New career direction

“In 1996, I didn’t understand the world of dialysis,” Vanessa recalled. “I thought I could schedule my treatments when I wanted.” Wrong. The time slots the clinic had open forced Vanessa to give up her job. “I had to quit,” she said.

She moved back in with her parents. “My mom gave me 6 months to get used to dialysis and then she told me I had to do something. So, I started to volunteer at a nonprofit agency that was helping Spanish-speaking immigrants.”

“Volunteering brought me into the world of teaching,” said Vanessa. “I applied for a part-time job as a Spanish teacher.” Since she taught for just 2 hours a day, Vanessa was able to get to dialysis and work. She kept that job for 4 years.

New beginnings

Friends introduced Vanessa to Paul, and the two fell in love. Wedding plans meant big changes for Vanessa. She had to move to a new city so Paul could commute to his job, switch clinics after 5 years, and find a new job. With her typical resolve, Vanessa got busy. She went back to school to get a teaching certificate. She applied for part-time teaching jobs in her new town, and found a new dialysis clinic.

Vanessa and Paul got married on a beautiful summer day in 2001, but things did not go as planned! Vanessa’s fistula had clotted (due to a fall on the day before the wedding), and she was ill. “I had to go to three emergency rooms that day, and I threw up during my whole wedding,” she added. The very next day she checked into Massachusetts General Hospital for dialysis with a catheter, and surgery for a new fistula. She was in the hospital for a week. “I was so depressed,” recalled Vanessa. “I was in the hospital instead of on my honeymoon.”

Luckily, Paul was very understanding. “Ever since we met, I’ve been on dialysis,” noted Vanessa. “This is something he has known about me since the beginning.”

Choosing home dialysis

Sometime in 2005, Vanessa learned that dialysis could be done at home. She called NxStage, maker of a home machine, and their training nurse told her all about the new option. “They really accommodated me and my husband,” Vanessa explains. “They came to my house to train us in the evenings because he couldn’t take off work.”

During the first month of home dialysis, Vanessa thought, “What the heck did I get myself into?!” Taking on all of the steps from blood draws to supply shipments was a little overwhelming at first. But, 5 years later, she admits that she “would not be OK” with going back to the unit: “A lot of people there die.
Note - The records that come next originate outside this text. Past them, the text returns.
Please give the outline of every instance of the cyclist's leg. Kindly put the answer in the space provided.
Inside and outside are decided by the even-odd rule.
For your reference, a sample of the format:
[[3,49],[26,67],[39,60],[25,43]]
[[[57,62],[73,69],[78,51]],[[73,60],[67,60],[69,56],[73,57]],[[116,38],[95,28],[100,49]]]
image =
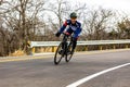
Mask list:
[[[74,32],[74,30],[73,30],[72,28],[67,28],[67,30],[65,32],[65,34],[69,36],[69,35],[73,34],[73,32]],[[58,53],[62,53],[63,48],[64,48],[64,44],[62,44],[62,50],[61,50]]]
[[78,37],[79,37],[79,35],[74,32],[74,36],[72,37],[72,41],[73,41],[73,51],[72,52],[74,52],[76,49]]

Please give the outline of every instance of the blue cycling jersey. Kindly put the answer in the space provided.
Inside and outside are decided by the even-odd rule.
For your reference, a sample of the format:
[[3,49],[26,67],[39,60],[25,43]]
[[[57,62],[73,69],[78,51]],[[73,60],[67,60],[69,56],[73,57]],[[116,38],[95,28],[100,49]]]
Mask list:
[[69,33],[69,34],[74,33],[74,38],[78,38],[79,37],[79,35],[80,35],[80,33],[82,30],[81,23],[79,23],[79,22],[76,21],[75,24],[72,24],[72,21],[67,20],[63,24],[63,26],[61,27],[60,33],[63,33],[64,29],[66,28],[66,26],[68,26],[68,28],[66,30],[67,33]]

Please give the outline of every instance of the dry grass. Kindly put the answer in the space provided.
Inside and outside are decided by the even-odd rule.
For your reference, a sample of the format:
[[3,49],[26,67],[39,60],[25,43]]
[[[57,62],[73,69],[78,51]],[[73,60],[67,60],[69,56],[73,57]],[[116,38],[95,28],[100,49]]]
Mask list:
[[13,53],[9,54],[10,57],[21,57],[21,55],[26,55],[26,53],[23,50],[16,50]]

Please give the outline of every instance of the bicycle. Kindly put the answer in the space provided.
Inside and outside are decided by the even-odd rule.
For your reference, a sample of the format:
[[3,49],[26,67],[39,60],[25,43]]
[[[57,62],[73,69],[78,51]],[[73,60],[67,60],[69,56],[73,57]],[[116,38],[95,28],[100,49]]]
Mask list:
[[73,37],[70,36],[70,41],[68,44],[68,35],[63,33],[63,39],[62,42],[58,45],[55,55],[54,55],[54,64],[57,65],[60,64],[61,60],[65,57],[65,61],[69,62],[74,52],[73,52]]

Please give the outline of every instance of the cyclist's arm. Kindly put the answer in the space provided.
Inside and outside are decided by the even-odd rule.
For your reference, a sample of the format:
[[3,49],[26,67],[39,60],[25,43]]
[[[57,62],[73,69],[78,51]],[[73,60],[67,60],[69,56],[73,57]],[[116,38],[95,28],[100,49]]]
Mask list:
[[67,26],[68,24],[67,24],[67,21],[63,24],[63,26],[61,27],[61,29],[60,29],[60,33],[62,34],[63,32],[64,32],[64,29],[66,28],[66,26]]
[[77,28],[77,30],[75,32],[75,35],[74,35],[74,38],[79,38],[80,34],[82,32],[82,28],[81,28],[81,24],[79,24],[79,27]]

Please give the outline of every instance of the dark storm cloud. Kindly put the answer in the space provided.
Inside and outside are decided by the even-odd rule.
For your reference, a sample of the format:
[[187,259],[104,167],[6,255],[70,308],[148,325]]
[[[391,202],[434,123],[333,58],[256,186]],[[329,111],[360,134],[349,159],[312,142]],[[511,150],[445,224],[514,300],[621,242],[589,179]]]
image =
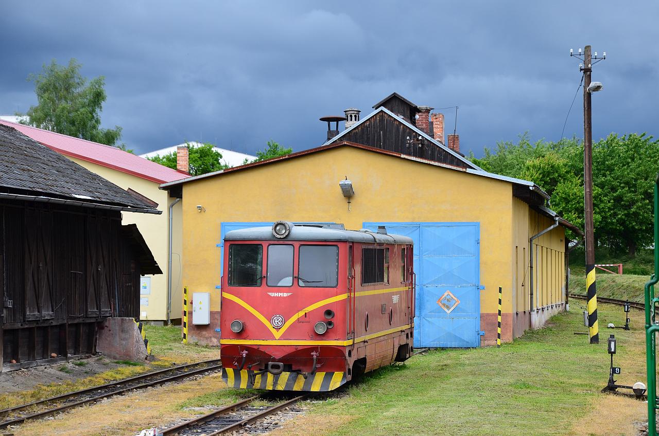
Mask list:
[[[304,150],[324,138],[319,117],[368,114],[393,91],[459,105],[465,151],[526,131],[556,140],[580,79],[569,49],[586,43],[608,55],[594,137],[657,134],[654,2],[24,3],[0,18],[0,113],[36,103],[29,73],[75,57],[105,76],[103,124],[138,151],[200,139]],[[581,136],[581,113],[577,97],[565,136]]]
They’re very sick; I don’t miss it at all.”

Day-to-day dialysis

Now Vanessa does her treatments at home 5 days a week, mainly in the early evening. While she dialyzes, she can read to her sons, or play games with them. “They can sit in my lap while the machine is on,” she said. Her husband lends a hand with some of the tasks, but often works out in the basement during her treatments.

During the days, Vanessa runs her own businesses from home. She coordinates “My Little Lingo” Spanish language summer camp programs for pre-schoolers, and is also starting a new high-tech recruiting business. “I like it because I can work from home,” she noted. On top of her professional work, Vanessa is mom to two very active little boys, whom she and her husband had through a surrogate.

Vanessa is on the transplant list, but says, “if I knew my fistula would work forever, I would be OK with home hemodialysis—because I can do anything that I want.”

Her advice to others who are thinking about short daily home hemo? “Try it! You have to be patient, but it really does give you your life back.”